İNSAN VE TOPLUM Dersi GÖÇ OLGUSU VE ULUSLARARASI GÖÇ KURAMLARI soru detayı:

PAYLAŞ:

SORU:

İkiye Bölünmüş Emek Piyasası Teorisi nedir?


CEVAP:

İkiye Bölünmüş Emek Piyasası Teorisi’ne göre uluslararası emek göçü, büyük ölçüde gelişmiş ülkelerdeki talebe dayalı olarak gerçekleşmektedir ve bu toplumlardaki işverenler veya onlar adına hükümetler tarafından başlatılmıştır. Buna göre, göçmen işçi talebi ekonominin yapısal gereksinimlerinden doğar; ücret teklifleri ve uluslararası ücret farkları emek göçünün oluşması için zorunluluk değildir.

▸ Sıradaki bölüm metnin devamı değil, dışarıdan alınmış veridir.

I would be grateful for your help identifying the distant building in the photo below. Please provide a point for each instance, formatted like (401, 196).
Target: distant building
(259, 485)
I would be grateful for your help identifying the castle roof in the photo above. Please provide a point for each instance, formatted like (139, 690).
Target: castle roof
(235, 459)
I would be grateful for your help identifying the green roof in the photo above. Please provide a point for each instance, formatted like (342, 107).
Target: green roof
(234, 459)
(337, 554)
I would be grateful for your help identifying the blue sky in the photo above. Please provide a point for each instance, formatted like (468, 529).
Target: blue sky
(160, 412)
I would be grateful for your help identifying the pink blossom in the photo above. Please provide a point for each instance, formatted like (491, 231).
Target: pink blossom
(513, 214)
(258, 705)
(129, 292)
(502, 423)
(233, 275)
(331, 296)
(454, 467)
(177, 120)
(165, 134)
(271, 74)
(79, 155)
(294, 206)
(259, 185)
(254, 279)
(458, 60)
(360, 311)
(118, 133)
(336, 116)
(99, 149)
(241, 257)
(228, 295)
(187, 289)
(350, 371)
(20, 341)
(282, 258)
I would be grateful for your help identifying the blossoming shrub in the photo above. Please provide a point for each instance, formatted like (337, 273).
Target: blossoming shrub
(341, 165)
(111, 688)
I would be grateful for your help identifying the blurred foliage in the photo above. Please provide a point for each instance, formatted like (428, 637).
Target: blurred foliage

Gelişmiş ekonomilerde gerek işgücü piyasasının genelinde gerekse işletme düzeyinde sermaye yoğun sektörler ile emek yoğun sektörlerin varlığına bağlı olarak işgücü piyasasında ikili (tabakalı) bir yapı bulunmaktadır.

Bu teoriye göre gelişmiş ülkelerdeki yerel hiyerarşi sıralamasının en altında yer alan yerli işçiler, istihdamın dalgalı olduğu, düşük ücretli ve genellikle niteliksiz olan ikincil sektör firmalarındaki “küçük düşürücü” işlerde çalışmaktansa, işsiz kalmayı tercih etmektedir. İkincil sektördeki niteliksiz işler için yerli işçi bulamayan işverenler, kendilerini yerel hiyerarşi sıralamasının bir parçası olarak görmeyen ve düşük statülü işleri kabul etmeye hazır olan göçmenlere dönmektedir. 

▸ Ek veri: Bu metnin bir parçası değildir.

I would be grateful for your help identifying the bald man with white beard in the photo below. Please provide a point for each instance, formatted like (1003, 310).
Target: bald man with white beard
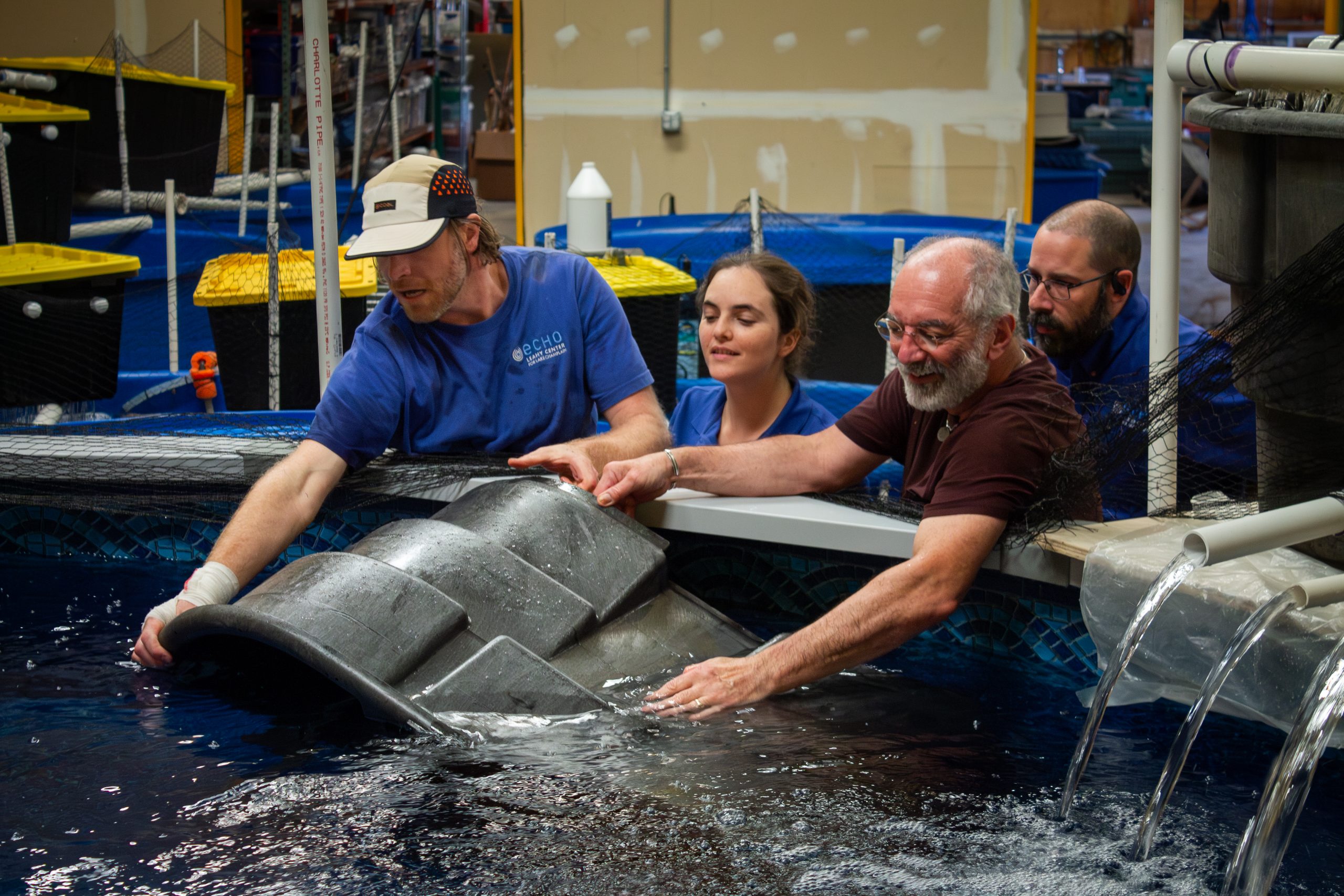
(972, 412)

Bu teori göçü, modern sanayi toplumlarının yapısal ihtiyaçlarıyla bağlantılandırmakta ve daha çok gelişmiş alıcı ülkelerin göç motifleri üzerinde durmaktadır. Bu teoriye göre göç alan ülkelerin çekici faktörleri göç veren ülkelerin itici faktörlerinden daha önemlidir.

1970’li yılların sonlarında Michael J. Piore tarafından geliştirilen teori göçün, sanayi toplumlarının sürekli bir gereksinimi olduğunu ileri sürmektedir.

“İkiye Bölünmüş Piyasalar” kuramı, uluslararası göç hareketinin modern sanayi toplumlarının işgücü talebinden ileri geldiğini savunmaktadır.

Piore’nin kurama da ismini veren en önemli varsayımına göre işgücü piyasası iki sektörden oluşmaktadır. Bu modele göre işgücü piyasası iki sektörden oluşmaktadır. Birinci sektördeki işler ağırlıklı olarak yerli işçiler tarafından işgal edilmektedir, göçmenler ise ikinci sektörde yoğunlaşmaktadır. Buna karşılık emek-yoğun ikinci sektörde ise, işçiler istikrarsız ve vasıfsız işlerde çalıştırılmaktadır.